Des aînés plus actifs pour réduire les chutes
Le Centre de santé et de services sociaux (CSSS) de la Haute-Yamaska rappelle aux aînés l’importance d’être plus actifs afin de prévenir les chutes alors que près du tiers des Québécois âgés de 65 ans et plus vivant à leur domicile chutent annuellement. 

Le Centre de santé et de services sociaux (CSSS) de la Haute-Yamaska rappelle aux aînés l’importance d’être plus actifs afin de prévenir les chutes alors que près du tiers des Québécois âgés de 65 ans et plus vivant à leur domicile chutent annuellement. Dans la région, ce sont près de 200 hospitalisations annuelles qui sont enregistrées au Centre hospitalier de Granby. 

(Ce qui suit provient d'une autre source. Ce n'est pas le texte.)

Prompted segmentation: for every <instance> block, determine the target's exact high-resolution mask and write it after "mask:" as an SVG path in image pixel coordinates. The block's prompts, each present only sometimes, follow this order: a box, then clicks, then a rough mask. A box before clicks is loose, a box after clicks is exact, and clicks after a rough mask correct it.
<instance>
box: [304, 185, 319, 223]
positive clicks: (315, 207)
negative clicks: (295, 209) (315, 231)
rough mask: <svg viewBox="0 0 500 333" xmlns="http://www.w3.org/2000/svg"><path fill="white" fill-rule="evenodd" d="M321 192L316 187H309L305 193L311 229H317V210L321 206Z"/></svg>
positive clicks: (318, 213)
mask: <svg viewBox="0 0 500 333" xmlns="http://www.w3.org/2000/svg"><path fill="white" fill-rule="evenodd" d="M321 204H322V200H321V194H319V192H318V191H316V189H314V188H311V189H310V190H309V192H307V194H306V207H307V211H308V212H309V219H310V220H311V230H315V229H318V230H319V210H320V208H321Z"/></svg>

Selon des statistiques fournies par le CSSS de la Haute-Yamaska, 30% des Québécois vivant à domicile et qui sont âgés de 65 ans et plus chutent chaque année. En 2012-2013, les chutes ont été responsables de 190 hospitalisations en Haute-Yamaska. Si la majorité des chutes n’entraînent pas de séquelles physiques, environ 10% de celles-ci occasionnent des blessures sérieuses, indique le CSSS de la Haute-Yamaska en citant une étude réalisée en 2011. En lien avec ces données, le tiers des 65 ans et plus vivant à domicile sont préoccupés par la possibilité de faire une chute.

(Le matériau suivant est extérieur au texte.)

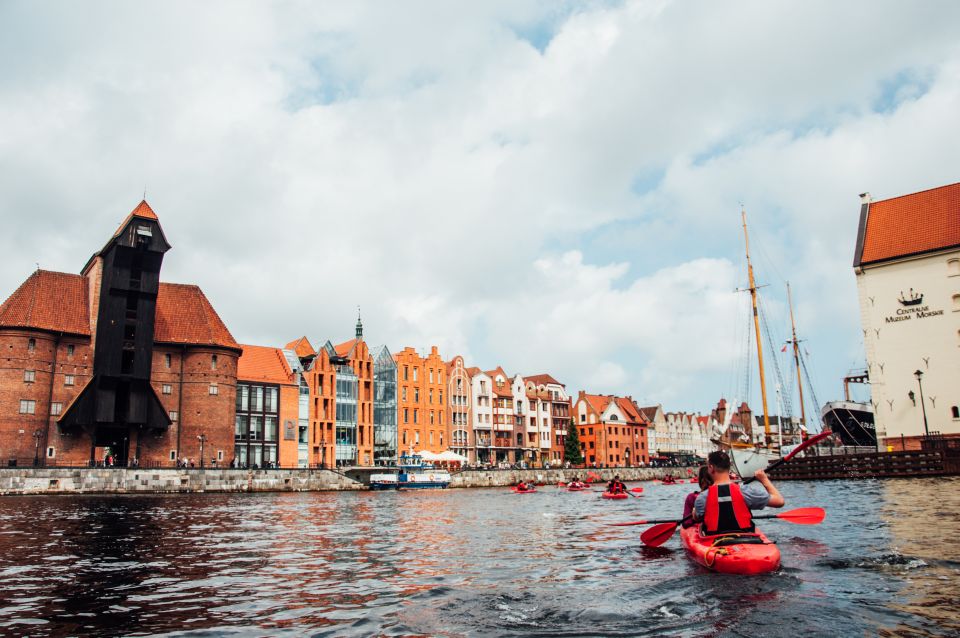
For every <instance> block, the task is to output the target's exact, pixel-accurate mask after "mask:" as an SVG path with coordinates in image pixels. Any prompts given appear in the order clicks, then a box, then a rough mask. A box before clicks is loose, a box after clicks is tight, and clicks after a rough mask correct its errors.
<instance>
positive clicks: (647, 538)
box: [640, 523, 680, 547]
mask: <svg viewBox="0 0 960 638" xmlns="http://www.w3.org/2000/svg"><path fill="white" fill-rule="evenodd" d="M679 526H680V523H661V524H659V525H654V526H653V527H651V528H650V529H648V530H646V531H645V532H644V533H643V534H640V541H641V542H642V543H643V544H644V545H647V546H648V547H660V546H661V545H663V544H664V543H666V542H667V541H668V540H670V538H671V537H672V536H673V533H674V532H676V531H677V528H678V527H679Z"/></svg>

Question de mieux les outiller et de réduire leur risque de chute, le CSSS de la Haute-Yamaska offre des programmes afin de les garder actifs, dont le programme PIED. S’il a été créé en 1995 par la Direction de santé publique de Montréal, le CSSSHY a instauré ce programme il y a six ans. Le programme PIED cible plusieurs objectifs, dont améliorer l’équilibre et la force des jambes et adopter des comportements sécuritaires.

En groupe ou à domicile, les participants effectuent des exercices en plus de bénéficier de capsules d’information pour prévenir les chutes. Une entente de prêt d’une salle avec Granby Multisport permet d’offrir ce cours gratuitement. «Le programme PIED est accessible, mais demande en contrepartie un engagement des participants qui doivent prendre part aux cours deux fois par semaine durant trois mois. Au fil des semaines, les améliorations sont notables : en plus de briser l’isolement pour certains, les gestes du quotidien sont plus faciles à exécuter, les participants ont plus d’énergie et un meilleur sommeil. Les études évaluatives démontrent que le programme PIED réduit le nombre de chutes», souligne, par voie de communiqué, Lorraine Deschênes, chef des programmes de santé publique au CSSSHY.

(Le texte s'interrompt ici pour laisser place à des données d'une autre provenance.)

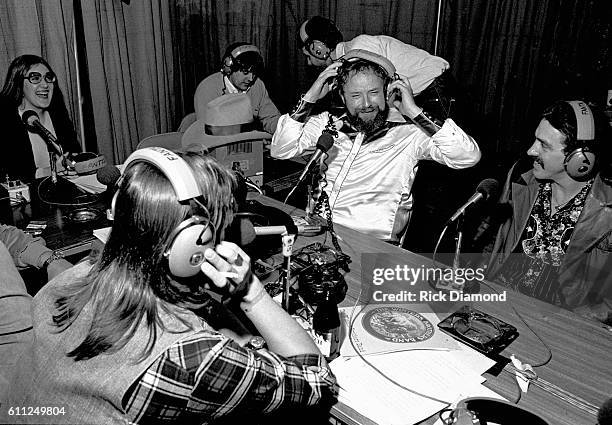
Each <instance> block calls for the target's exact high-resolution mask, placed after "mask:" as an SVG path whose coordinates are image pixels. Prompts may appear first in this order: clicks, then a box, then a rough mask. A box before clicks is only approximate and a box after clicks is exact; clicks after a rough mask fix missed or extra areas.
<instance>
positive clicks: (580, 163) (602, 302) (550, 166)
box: [488, 100, 612, 325]
mask: <svg viewBox="0 0 612 425" xmlns="http://www.w3.org/2000/svg"><path fill="white" fill-rule="evenodd" d="M609 133H610V131H609V129H608V126H607V124H606V123H605V121H604V120H602V117H600V116H599V114H595V113H594V111H593V110H592V109H591V107H590V106H589V105H588V104H587V103H586V102H584V101H581V100H571V101H559V102H557V103H555V104H553V105H552V106H550V107H548V108H547V109H546V110H545V111H544V113H543V114H542V119H541V121H540V123H539V125H538V127H537V129H536V131H535V141H534V142H533V144H532V145H531V147H530V148H529V150H528V151H527V154H528V155H529V157H530V159H532V161H533V162H532V169H531V170H530V171H528V172H527V173H524V174H522V175H518V174H519V172H518V171H515V169H517V168H518V167H517V165H516V164H515V166H514V167H513V169H512V170H511V171H510V173H509V176H508V179H507V181H506V185H505V189H504V193H503V195H502V197H501V201H500V202H501V203H502V205H507V204H509V205H510V206H511V207H512V216H511V217H510V218H508V220H507V221H506V222H505V223H503V224H502V226H501V228H500V229H499V232H498V235H497V239H496V241H495V245H494V248H493V254H492V256H491V259H490V261H489V268H488V278H490V279H494V280H497V281H498V282H500V283H502V284H504V285H506V286H508V287H511V288H513V289H516V290H518V291H520V292H522V293H525V294H527V295H531V296H533V297H536V298H539V299H542V300H544V301H547V302H549V303H552V304H555V305H559V306H561V307H564V308H567V309H571V310H574V311H575V312H577V313H579V314H582V315H585V316H588V317H592V318H596V319H598V320H600V321H603V322H606V323H607V324H609V325H612V274H611V273H610V270H612V188H611V187H610V185H609V184H608V183H609V182H608V183H606V181H607V180H608V179H609V176H607V175H605V174H606V173H604V172H603V171H602V170H604V171H606V172H607V168H608V167H609V164H610V157H609V156H608V155H607V152H605V151H606V150H607V148H606V147H605V144H606V143H609V142H610V138H609Z"/></svg>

Le programme Équilibraction a aussi été créé par les kinésiologues du CSSS il y a deux ans. «Plusieurs n’étaient pas en mesure de participer aux cours offerts dans les gyms privés, en raison des coûts ou de leur état de santé. Équilibraction permet aux gens de poursuivre une activité physique adaptée à leur condition. La participation à ces programmes connaît un réel engouement dans la région. On a vraiment l’impression de faire une différence dans la vie des participants», explique, par voie de communiqué, Anne Ouellet-Demers, kinésiologue et animatrice des programmes.

Soulignons qu’au cours des trois dernières années, 15 groupes ont réalisé les programmes PIED ou Équilibraction.